Into this scenario barrels two criminals on the run, most significantly Sophia, whose allure takes on supernatural proportions as she seduces citizens in order to gain a hold of the town’s spiritual practice for mysterious purposes. The men she seizes sexually, gaining control of their free will through some tantric mysticism. The women, she invites along spiritually, aligning her practice with that of the ancient local cult of Elen, the Horned Goddess, a mother goddess religion whose followers were persecuted and believed destroyed in the 1600s, but who have clung on through the eras secretly.

Within these circumstances are swirled several citizens of the town, including striking workers and a couple kids trying to figure out the fates of their mothers, and all careening toward a celebration of the Pagan holiday Imbolc, which traditionally marks the halfway point between the winter solstice and the spring equinox, and is typically accompanied by efforts to reconnect with nature.

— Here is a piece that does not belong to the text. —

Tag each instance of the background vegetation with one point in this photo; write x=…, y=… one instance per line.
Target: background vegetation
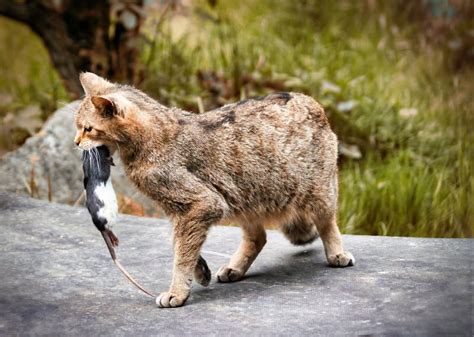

As the sides begin to clash, there’s a third aspect brought into the mix — the idea that the modern iteration of Elen worship, as filtered through the efforts of Sophia, is a tainted one that is not in line with the traditional practice. And as people are forced to choose sides, to be against either the industrial patriarchy or the natural matriarchy, there is a sense that both have been perverted over time and neither might be the right choice at all.

David Hine’s script presents all these dark themes and events and manages to inject some humor into it, but Mark Stafford’s artwork really makes the difference in balancing that thin and difficult line where the narrative draws you in with its urgency but also keeps you at enough distance that the satire remains apparent. His drawing are alternately cartoonish and darkly rich, and work to create a tone that is singular to this work, which is ultimately about moving beyond the past, beyond traditions, about understanding that clinging to what was because it always was and therefore should always be is an action that leads to degradation, decay, and disintegration.

In its critique of our insistence on clinging to the old — old ideas of what makes a society prosperous, old ideas of what brings a society in touch with the universe — Lip Hook also takes the traditional ideas behind the folk horror genre and turns them in on themselves for a more modern purpose.